An Aside About Cisco Products
It is interesting to note that the two offerings by Cisco are on completely opposite ends of the spectrum when it comes to the learning curve. Firepower is on one end of the spectrum as the most difficult to configure and having the worst learning curve, and Meraki is on the other as the easiest to configure and learn. Both are owned by Cisco but Cisco did not actually develop either of product. They got them both by acquisition.
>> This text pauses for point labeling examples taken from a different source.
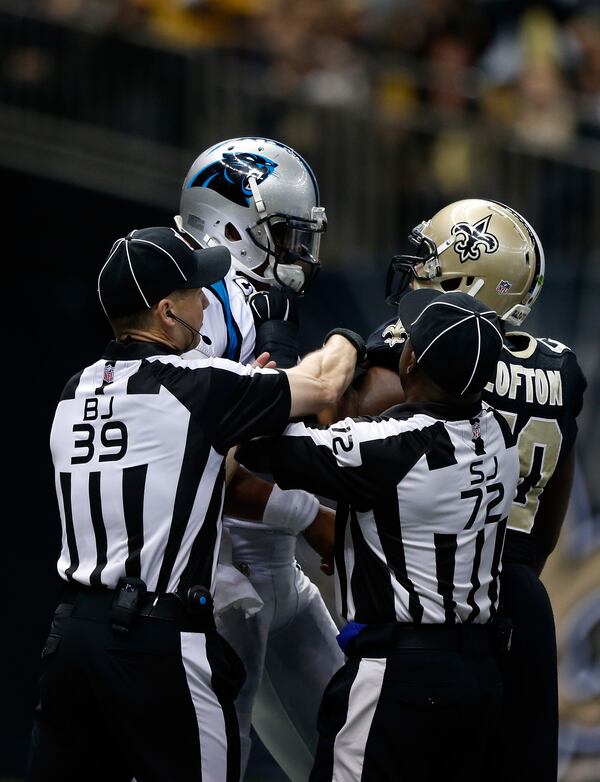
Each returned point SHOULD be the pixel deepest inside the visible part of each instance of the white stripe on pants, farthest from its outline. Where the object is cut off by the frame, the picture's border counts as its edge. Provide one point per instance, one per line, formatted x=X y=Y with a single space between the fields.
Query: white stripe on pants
x=350 y=742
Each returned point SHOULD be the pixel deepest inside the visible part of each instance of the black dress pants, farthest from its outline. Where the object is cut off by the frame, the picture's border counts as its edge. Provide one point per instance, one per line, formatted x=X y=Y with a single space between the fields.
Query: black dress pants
x=415 y=715
x=529 y=724
x=157 y=704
Palo Alto is my number one choice for firewalls. I support and utilize more Palo Alto firewalls throughout my company and with my customers than any other device. Number two would be Fortinet. I don't really like Fortinet that that much because it is not as secure as Palo Alto, but I have customers who want to use it because it is a lot less expensive. Number three is Cisco Meraki, which I obviously don't like, but people request that because the Cisco name is very popular and a lot of other people are using it. I couldn't recommend against choosing a device more than choosing it by name instead of functionality.
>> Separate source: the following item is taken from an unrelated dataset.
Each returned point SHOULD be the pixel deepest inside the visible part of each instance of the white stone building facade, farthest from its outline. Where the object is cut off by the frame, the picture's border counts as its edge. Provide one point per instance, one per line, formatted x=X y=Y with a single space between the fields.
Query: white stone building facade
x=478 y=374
Palo Alto invented the method of looking at the application identifier in each packet and making a decision. For instance, many companies may want to do something like prohibiting all chat applications with the exclusion of whatever application the company is choosing to use. Let's say the company is using IP Communicator for customers and for employees to chat with each other, but the company wants to block Skype. The reason why might be because they don't want anybody bringing up a Skype call, sharing information via that Skype call, or maybe turning on a Skype call and letting other people see inside the facility. Skype has a very interesting platform in which you block one IP address on the Skype server and it allows another one. You block Skype.com and it creates another URL. Skype loves to get in and around simple security steps. Palo Alto is phenomenal because it takes a look at the application identifier within each packet and will find that it is Skype and block it. If you want to block AOL Instant Messenger, you just block it. Anything out there you don't want employees to use can just be blocked by referencing the identifier.
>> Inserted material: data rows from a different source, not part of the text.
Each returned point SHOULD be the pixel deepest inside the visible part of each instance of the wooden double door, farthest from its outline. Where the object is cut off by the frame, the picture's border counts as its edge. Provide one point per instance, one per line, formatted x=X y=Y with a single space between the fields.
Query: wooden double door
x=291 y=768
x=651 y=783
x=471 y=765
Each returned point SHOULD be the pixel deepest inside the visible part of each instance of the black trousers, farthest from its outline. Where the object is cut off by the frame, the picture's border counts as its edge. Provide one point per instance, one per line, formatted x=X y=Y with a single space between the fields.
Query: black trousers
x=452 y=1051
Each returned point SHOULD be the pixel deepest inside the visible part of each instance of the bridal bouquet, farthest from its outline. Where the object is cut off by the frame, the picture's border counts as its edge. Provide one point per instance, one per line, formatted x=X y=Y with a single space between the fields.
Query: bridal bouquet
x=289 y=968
Netflix is another one that seems to find it's way into corporate networks. It is normal not to want employees sitting around watching movies. The Palo Alto will find out that someone is trying to access a Netflix movie and block it. Then it can also send an email to alert different people of the activity. You could set it up so that when something like that happens, an email goes to the director of IT to say, "Hey, this person may be trying to access Netflix." You may want it to just block the access type and forgo the alert. Or you can block the activity and alert anyone you want that someone appears to have tried to subvert security. The idea of this type of security measure isn't just to lay blame and get people fired, it is to identify different types of breaches and why they occur. It could be that a potential breach requires a sit-down conversation with the persons involved. But the truth is that many malicious sites — like adult related websites, platforms like gambling sites, obviously hacking-related sites, violence or gore — are loaded with malware. You don't want that on your computer, and your employer doesn't want it on the network either. It is just as bad as bringing a device to work and allowing that device to be connected to the network without protection as that is just another potential malware exposure.
Another beautiful thing with Palo Alto is that they have Wildfire. Wildfire can prohibit malware in either direction. Malware is not going to get into the network via a customer or a user surfing and it is not going to get out and affect the network and spread around via a user's BYOD (Bring Your Own Device) that got infected while he was working at home.